Tell us about the product or service.
Ninja Metrics is an advanced predictive analytics company and inventor of Social Value, a precise measurement of who influences others and how much that influence is worth in dollars and cents. Katana, Ninja Metrics’ predictive analytics and automated social graph analysis platform, helps online businesses and app developers improve monetization and increase conversion through the timely targeting of their most valuable, “influenceable”, and influential customers. Ninja Metrics was founded by scientists and mathematicians from the Universities of Southern California, Minnesota, Northwestern and Illinois, and is headquartered in Los Angeles.
How is it different?
Having a deep background in machine learning, AI and computational social science, the Ninja Metrics team has run the world’s leading research project in the field, the VWE Observatory, and has published over 80 peer-reviewed papers on gamers, game data and game data algorithm development. In fact, the team members founded the field of game data research, and established many of the core techniques in the industry.
With this background, Ninja Metrics brings to market the most sophisticated and powerful technology for social analytics that exists today. The development of its social analytics technology combines deep social science theories with cutting-edge machine learning to develop high-accuracy predictive models for human behavior; the research and development of the tools has lead to a number of filed patents on these technologies.

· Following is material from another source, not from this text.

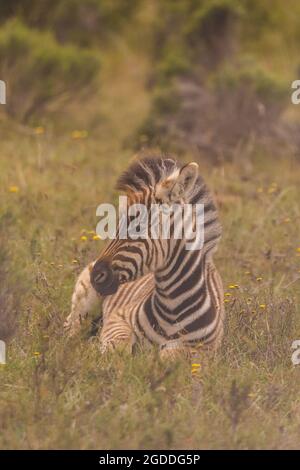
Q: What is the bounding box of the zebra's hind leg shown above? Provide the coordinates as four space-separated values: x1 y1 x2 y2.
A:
64 262 100 337
99 307 136 355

Katana uses exclusive, state-of-the-art machine learning algorithms to provide clearer insight into the health of games and applications by going beyond simple historical reporting to include the Social Value of each user. The program provides detailed projections for the outcomes, including the features, interactions and mechanics that influence the gamers or shoppers.
We’re attacking the games market, which is large and growing. Estimates range from 40 to 80bn annually. In addition, we’re now in entertainment, which is collectively much larger. The market opportunity is substantial.
What is the business model?
In gaming, we charge based on the number of monthly users in a title. Both there and in other spaces, we’ve started exploring performance-based models as well. As we see our clients leverage our technology and make a lot of money, it will start to make sense to share in the lift we generate.
What are the milestones that you plan to achieve within six months?
We’ve processed 400M consumers to date, and we are targeting hitting 1B within the next six months. Expanding our team and our product are high on our list, and a future fundraise is always possible.
If you could be put in touch with one investor in the community who would it be and why?
It would be someone who appreciates our vision of understanding the power of human relationships. Our technology is a moon shot, not a little bit of ad tech arbitrage. Folks like Peter Thiel and Marc Andreesen have shown the ability to grok long-term disruptive technologies like ours.
What does being “Made in LA” mean to you and your company?
There are a lot of tech startups in Southern California, including folks at the Silicon Beach. It’s an exciting time to be in Los Angeles. I was a USC professor and a lot of our team were part of the USC group also located in LA so this seemed like a natural fit. Plus, living near the beach is pretty fantastic.
What else can be done to promote early stage entrepreneurship in Los Angeles?
Mid-stage funds would be useful. We have a great angel community, and only a handful of early stage investors. That middle tier step is tougher down here than in the Bay Area, and valuations are lower. There’s a great opportunity here for VCs.
What’s your favorite after work activity in Los Angeles?
I love to play live poker, and I’m lucky to live in the world’s best town for it. Between the Hustler, Bike, Commerce and many others, there is always a fun tournament.